Los enormes cambios a los que asistimos en nuestras sociedades y en la Iglesia generan una ansiedad en la búsqueda de respuestas, y es esa misma ansiedad la que nos dificulta aún más encontrar los caminos que buscamos. En la confusión, no tomamos conciencia de una verdad que debería estar muy clara en cualquier corazón creyente: la fe, cuando es madura y adulta, no elimina las preguntas, en ocasiones las multiplica; lo que la fe hace es enseñarnos a vivir con ellas, enseñarnos a convivir con ese misterio que llamamos Dios y con el misterio de su voluntad, para nosotros insondable. En esa espesa noche de preguntas sin respuestas la fe no sirve para adquirir certezas y seguridades sino para “vivir las preguntas” y crecer con ellas.
Una fe superficial, que se ha quedado en el plano de la religiosidad reducida a una relación con Dios en la que es difícil distinguir si hablamos de fe o de supersticiones, es una fe que se siente muy amenazada en los tiempos que corren. Una fe que se reduce a una moral que se intenta vivir o a una ideología que se intenta imponer, es una fe que difícilmente resista a los embates de los cambios que sacuden al mundo y a la Iglesia. Lo más probable es que ese tipo de fe, ante los cambios se vaya endureciendo y se radicalice, probablemente se enceguezca repitiendo lo que ya sabe, lo que cree que es “seguro”.
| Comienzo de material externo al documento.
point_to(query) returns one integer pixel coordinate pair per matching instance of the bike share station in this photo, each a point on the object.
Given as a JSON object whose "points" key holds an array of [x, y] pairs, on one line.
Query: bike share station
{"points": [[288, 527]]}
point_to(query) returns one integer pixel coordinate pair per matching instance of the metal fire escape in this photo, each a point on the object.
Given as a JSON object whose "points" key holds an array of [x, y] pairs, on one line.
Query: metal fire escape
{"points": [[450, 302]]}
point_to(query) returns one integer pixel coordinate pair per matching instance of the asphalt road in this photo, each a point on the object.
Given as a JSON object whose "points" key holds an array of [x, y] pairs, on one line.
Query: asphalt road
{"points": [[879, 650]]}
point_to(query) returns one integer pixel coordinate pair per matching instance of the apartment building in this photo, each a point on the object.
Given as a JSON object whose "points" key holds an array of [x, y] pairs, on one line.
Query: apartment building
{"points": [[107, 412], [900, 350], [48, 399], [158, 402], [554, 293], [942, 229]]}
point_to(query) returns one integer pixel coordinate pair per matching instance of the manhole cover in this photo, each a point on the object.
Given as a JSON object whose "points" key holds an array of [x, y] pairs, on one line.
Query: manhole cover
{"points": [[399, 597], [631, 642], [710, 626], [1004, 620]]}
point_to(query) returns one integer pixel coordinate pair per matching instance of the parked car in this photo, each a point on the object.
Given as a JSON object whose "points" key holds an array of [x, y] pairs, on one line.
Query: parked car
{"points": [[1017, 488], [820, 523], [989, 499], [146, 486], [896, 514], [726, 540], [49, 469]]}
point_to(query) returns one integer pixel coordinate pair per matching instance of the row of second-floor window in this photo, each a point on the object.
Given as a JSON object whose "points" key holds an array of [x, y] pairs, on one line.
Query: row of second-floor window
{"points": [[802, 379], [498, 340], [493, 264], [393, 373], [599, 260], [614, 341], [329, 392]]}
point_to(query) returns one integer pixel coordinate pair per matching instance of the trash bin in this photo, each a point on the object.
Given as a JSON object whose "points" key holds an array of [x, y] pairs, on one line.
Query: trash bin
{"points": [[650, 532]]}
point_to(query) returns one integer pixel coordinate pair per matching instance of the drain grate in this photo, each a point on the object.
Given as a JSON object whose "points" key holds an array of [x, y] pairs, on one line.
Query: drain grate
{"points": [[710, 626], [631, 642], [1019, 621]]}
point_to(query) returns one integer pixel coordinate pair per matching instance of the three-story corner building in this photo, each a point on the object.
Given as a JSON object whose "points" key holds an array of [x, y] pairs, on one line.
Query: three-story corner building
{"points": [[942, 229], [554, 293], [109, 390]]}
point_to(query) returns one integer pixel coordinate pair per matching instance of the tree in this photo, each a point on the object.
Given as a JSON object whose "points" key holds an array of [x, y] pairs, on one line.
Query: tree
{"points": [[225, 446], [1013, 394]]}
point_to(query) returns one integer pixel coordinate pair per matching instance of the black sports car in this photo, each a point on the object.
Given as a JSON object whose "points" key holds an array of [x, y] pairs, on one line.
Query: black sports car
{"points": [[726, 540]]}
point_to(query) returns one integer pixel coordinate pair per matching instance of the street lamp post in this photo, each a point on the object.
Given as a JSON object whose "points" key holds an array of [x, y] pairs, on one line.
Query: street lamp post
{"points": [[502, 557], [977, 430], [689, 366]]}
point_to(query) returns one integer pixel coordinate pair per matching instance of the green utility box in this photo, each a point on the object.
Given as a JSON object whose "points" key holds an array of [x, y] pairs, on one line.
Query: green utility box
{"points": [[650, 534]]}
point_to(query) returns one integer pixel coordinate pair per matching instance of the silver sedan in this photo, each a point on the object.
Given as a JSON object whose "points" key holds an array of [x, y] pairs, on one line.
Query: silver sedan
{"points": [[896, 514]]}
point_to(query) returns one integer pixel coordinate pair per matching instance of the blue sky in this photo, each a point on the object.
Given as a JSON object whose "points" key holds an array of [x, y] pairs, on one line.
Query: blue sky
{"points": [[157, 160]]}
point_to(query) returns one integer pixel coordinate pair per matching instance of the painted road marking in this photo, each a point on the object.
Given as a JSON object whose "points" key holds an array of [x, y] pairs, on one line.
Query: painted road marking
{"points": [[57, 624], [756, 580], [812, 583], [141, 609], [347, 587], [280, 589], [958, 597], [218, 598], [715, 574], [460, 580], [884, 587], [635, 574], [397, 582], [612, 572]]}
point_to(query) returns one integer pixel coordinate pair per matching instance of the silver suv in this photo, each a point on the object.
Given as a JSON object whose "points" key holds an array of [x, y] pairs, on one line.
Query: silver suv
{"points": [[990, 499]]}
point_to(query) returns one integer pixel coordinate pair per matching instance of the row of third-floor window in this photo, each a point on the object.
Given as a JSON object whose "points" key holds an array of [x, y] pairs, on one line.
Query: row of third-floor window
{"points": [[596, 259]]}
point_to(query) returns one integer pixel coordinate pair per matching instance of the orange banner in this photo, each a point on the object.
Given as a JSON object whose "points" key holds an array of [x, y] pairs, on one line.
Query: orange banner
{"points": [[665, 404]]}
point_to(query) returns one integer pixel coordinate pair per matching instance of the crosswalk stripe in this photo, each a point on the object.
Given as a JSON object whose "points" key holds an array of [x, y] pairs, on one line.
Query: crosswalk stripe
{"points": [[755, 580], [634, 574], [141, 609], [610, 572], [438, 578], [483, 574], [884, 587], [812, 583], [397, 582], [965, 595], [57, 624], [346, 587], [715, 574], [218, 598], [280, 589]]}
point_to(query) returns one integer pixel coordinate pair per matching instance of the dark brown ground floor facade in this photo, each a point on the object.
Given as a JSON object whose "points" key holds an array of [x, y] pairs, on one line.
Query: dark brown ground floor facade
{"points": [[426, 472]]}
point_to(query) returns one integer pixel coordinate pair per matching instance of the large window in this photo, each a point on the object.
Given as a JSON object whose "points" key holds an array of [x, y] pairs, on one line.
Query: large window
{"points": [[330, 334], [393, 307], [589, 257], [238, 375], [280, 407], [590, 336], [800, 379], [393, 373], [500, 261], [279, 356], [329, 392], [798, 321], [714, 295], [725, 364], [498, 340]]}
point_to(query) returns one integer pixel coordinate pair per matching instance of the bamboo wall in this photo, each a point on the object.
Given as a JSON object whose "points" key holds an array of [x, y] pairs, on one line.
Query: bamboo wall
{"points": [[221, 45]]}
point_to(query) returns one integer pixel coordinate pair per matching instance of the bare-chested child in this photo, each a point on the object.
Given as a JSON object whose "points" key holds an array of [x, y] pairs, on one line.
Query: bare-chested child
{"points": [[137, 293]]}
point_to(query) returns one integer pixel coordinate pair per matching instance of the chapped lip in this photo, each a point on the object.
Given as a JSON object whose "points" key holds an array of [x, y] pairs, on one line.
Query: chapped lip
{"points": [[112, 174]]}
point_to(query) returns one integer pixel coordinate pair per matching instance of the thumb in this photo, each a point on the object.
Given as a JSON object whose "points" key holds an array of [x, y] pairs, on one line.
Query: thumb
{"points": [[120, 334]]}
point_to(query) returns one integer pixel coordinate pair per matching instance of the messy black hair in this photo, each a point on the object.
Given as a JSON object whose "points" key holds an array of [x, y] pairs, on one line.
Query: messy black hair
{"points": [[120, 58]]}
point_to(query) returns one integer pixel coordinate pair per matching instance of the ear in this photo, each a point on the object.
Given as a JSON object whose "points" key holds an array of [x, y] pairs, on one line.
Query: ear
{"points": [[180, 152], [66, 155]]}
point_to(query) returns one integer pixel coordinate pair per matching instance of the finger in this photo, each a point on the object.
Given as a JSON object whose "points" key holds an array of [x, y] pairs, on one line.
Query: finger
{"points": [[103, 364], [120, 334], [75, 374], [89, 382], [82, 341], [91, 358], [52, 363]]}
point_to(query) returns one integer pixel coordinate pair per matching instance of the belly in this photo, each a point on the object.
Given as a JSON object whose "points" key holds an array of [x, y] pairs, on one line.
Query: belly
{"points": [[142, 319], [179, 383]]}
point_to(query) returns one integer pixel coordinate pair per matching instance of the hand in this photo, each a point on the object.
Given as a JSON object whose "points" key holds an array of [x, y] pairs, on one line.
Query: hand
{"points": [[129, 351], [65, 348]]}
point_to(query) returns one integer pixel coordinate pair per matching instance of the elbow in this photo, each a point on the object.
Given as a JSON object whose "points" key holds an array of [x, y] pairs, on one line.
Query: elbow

No es lo mismo tener fe en Jesús que “practicar una religión”, aunque en esa religión se nombre a Jesús a cada momento. Los primeros discípulos creían en Jesús, estaban fascinados con su persona y su mensaje; por él abandonaron sus familias, sus vidas, la religión de sus padres y se lanzaron a una aventura de locos que cambió el mundo para siempre. Las preguntas se amontonarían en sus corazones y más de una vez Pedro habrá recordado aquella frase de Jesús en la última cena: «No puedes comprender ahora lo que estoy haciendo, pero después lo comprenderás» (Jn. 13,7). Desde los primeros momentos para un cristiano “creer” fue navegar en un océano de preguntas.
En el libro de los Hechos de los Apóstoles, y en las cartas de Pablo, podemos descubrir la riqueza y la intensidad de la vida de este inmenso “apóstol de los gentiles”, que llevó la fe a todos los rincones del mundo conocido de entonces. Sin embargo, poco antes de morir Pablo no se alegra de esa heroica tarea realizada entre todo tipo de incomprensiones y peligros, su alegría es otra: “el momento de mi partida se aproxima: he peleado hasta el fin el buen combate, concluí mi carrera, conservé la fe”. (2 Tim 4,6) ¡De lo que se alegra es de haber conservado la fe! Se alegra de seguir creyendo en Jesús, de haber apostado toda su vida en el seguimiento del Maestro, esa es su alegría, no lo que hizo sino lo que creyó.
Así es la fe que recibimos de nuestros mayores. No quizás la que recibimos de quienes enseñaron en la Iglesia en estos últimos tiempos, cuando se presentó a la fe como un inexpugnable castillo en medio de un mundo en zozobra, esa es la fe que ahora se siente amenazada y angustiada. La fe de los grandes santos no es esa sino la que expresó en una frase Job y que más cerca nuestro repetiría Santa Teresita de Lisieux: “aunque me matara creería en él”. Así es la fe de esos grandes hombres y mujeres que supieron “amar las preguntas”. A esa fe estamos invitados.